Oh yeah, insurance companies have pretty much a free hand in pricing Workers Comp insurance in Illinois, and there are hundreds of insurers licensed to write Workers Comp insurance in the Land of Lincoln. Over three hundred different insurers, I understand.
Here's the gag, as my son likes to say: these insurers don't all compete for the same accounts, and many Illinois businesses can't, as a practical matter, get access to all these hundreds of insurers.
For the most part, a business has to go through a licensed insurance agent or broker. And any given agency might have contracts with only a handful of different insurance companies who write Workers Comp. But said agents all too often give the impression they can (and do) blanket the market in their search for coverage for a particular insured employer. Such impressions are often exaggerations, at best.
And if an employer is small, or new, or located somewhere away from major metropolitan areas, it can be difficult to get more than one or two insurers interested in proposing coverage in the "voluntary market". Of course, that still leaves the Assigned Risk Plan, a source of insurance that would be familiar in management style to Soviet-era bureaucrats.
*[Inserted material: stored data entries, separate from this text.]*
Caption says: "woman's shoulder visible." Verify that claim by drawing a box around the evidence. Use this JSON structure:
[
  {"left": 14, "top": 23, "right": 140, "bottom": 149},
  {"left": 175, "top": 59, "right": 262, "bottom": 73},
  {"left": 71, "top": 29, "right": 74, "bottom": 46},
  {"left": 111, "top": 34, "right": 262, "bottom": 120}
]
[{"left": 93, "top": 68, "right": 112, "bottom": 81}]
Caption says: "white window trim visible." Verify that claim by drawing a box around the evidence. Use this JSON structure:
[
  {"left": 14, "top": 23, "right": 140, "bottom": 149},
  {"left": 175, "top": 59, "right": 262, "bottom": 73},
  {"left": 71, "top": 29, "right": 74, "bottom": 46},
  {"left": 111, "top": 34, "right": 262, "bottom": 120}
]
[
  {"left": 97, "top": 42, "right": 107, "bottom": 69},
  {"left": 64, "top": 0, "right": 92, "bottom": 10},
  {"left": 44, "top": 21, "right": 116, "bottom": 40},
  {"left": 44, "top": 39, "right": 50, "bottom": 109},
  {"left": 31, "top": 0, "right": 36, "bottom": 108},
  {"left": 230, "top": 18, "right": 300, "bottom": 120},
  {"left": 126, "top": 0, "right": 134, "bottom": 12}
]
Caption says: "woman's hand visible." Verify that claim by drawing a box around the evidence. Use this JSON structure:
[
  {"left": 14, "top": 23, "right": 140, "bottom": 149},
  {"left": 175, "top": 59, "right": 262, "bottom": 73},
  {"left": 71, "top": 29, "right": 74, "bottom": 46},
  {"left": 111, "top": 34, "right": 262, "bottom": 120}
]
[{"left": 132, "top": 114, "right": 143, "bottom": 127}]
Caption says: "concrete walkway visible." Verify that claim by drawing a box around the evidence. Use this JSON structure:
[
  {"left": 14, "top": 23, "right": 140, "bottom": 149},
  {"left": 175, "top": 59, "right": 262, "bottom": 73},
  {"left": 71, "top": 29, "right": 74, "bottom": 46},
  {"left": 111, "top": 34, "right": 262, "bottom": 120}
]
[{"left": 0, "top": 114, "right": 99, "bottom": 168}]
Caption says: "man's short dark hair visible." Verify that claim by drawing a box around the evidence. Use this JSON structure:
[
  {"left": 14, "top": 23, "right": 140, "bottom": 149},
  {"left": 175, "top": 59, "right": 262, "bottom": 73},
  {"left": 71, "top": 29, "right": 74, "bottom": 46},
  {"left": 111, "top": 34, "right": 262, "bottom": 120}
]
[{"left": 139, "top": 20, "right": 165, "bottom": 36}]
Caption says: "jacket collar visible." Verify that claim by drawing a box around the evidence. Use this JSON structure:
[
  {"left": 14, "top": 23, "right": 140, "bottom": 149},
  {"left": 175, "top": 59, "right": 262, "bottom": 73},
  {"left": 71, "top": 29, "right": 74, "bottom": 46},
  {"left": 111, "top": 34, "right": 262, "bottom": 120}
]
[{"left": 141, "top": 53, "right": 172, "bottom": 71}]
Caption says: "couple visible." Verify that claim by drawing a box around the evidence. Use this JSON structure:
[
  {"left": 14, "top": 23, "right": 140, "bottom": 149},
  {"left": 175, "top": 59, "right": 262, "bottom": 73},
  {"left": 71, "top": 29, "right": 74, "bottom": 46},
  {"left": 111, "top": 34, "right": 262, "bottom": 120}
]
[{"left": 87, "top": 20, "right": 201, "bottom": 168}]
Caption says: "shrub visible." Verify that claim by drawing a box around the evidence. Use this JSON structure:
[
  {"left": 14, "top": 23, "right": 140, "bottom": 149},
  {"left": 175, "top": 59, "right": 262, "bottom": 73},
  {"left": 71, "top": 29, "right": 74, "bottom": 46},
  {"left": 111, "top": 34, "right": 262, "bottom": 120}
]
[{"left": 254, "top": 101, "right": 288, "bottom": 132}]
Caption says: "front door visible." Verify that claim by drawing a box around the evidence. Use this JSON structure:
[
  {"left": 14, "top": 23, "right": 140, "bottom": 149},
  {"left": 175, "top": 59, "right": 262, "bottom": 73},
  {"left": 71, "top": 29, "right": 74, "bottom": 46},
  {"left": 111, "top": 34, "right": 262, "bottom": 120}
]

With pricing to match.
Insurance companies tend to compete for the sub-set of accounts that are deemed particularly attractive because of size, type of business, loss history, and sometimes, how well connected a particular agency may be with an insurer's underwriters.
But for many other businesses, the same deregulated rules that allow insurers to compete for desirable accounts on price allows insurers to sock it to employers who aren't on this year's list of desirable accounts.
And it also opens the door for some agents and insurers to low ball initial proposed Workers Comp pricing, only to hit the employer with a Shock Audit from Hell after the policy ends. When that happens, deregulation ain't so much fun.